O telaşlı günün her saniyesi beynimin süzgecinden azar azar akarken ben donakalmıştım. Bir öğretmeninizin ölüm haberini aldın mı hiç? İstemeden duydun mu? Ölmek neydi? Sonsuz mutluluk mu? Sonsuz huzur mu? Ardında onca kırık kalbi bırakıp çekip gitmek mi umursamazca? Artık hiçbir şey bilmiyordum. Bir zamanlar elimi tutup bana yol gösteren kadın şimdi toprağa mı teslim olmuştu? Ne zaman, nasıl, neden, nerede olduğunu bilmiyorum. Bilmek gelmiyordu içimden. Onu yaşatabileceğimi düşünürdüm. Kimse bana “onun baktığı gibi” bakamazdı. Sıcacık elleri, bembeyaz teni, mis gibi kokusu, dalgalı saçları… Kimse bana gerçekleri söylemedi. Hissederdim. O günden sonra hiçbir öğretmenime o kadar çok bağlanamadım. İyi ki de bağlanmadım. Hiçbirini onun yerine koyup sevemedim. Kaç yıl geçti üzerinden… Tek bir fotoğrafımız var, aynı karede. Sadece ben ve öğretmenim…

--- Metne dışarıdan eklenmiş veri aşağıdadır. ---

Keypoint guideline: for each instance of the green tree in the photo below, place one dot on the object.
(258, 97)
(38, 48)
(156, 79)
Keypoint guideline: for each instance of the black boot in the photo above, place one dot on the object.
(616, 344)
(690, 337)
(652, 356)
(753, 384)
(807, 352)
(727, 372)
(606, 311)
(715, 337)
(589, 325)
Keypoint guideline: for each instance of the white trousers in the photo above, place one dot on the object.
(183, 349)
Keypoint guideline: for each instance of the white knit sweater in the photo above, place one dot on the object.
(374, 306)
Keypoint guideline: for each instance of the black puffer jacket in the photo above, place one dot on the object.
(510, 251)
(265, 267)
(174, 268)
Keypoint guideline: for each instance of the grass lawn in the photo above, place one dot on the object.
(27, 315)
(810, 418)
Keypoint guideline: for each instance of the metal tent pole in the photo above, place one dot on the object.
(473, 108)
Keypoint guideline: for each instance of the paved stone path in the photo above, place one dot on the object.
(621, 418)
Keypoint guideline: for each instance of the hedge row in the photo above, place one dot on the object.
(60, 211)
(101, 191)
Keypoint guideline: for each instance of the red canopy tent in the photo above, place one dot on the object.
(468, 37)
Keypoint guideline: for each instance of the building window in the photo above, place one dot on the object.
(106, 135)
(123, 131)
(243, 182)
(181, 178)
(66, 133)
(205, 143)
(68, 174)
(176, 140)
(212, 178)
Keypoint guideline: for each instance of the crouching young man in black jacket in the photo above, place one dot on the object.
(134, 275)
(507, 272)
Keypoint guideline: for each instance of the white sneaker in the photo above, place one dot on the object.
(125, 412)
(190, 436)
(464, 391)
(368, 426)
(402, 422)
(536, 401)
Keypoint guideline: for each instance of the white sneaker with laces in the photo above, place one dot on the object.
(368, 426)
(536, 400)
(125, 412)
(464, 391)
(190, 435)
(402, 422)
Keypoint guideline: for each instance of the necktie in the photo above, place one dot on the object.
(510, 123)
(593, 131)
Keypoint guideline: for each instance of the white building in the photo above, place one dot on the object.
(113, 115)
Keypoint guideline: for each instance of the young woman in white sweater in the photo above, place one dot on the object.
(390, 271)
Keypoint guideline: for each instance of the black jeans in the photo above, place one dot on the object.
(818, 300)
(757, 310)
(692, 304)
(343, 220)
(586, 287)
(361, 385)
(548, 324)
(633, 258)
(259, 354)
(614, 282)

Her 24 Kasım’da Kayseri’deki mezarına ben çiçek koyamasam da halamdan rica ediyorum, o gidip koyuyor. Yağmur Abla ve Ali Abi’yi bir daha göremedim. İstemezdim ki. Onun çocuklarını görmek istemezdim. Öğretmenlik mesleğini bir yaşam biçimi haline getirmişlerdendi. Severdi her şeyi, özellikle beni. Abartmıyorum, hissederdim. Onu son kez göremedim. Fakat her Kayseri’ye gidişimde onun mezarını ziyaret ederim.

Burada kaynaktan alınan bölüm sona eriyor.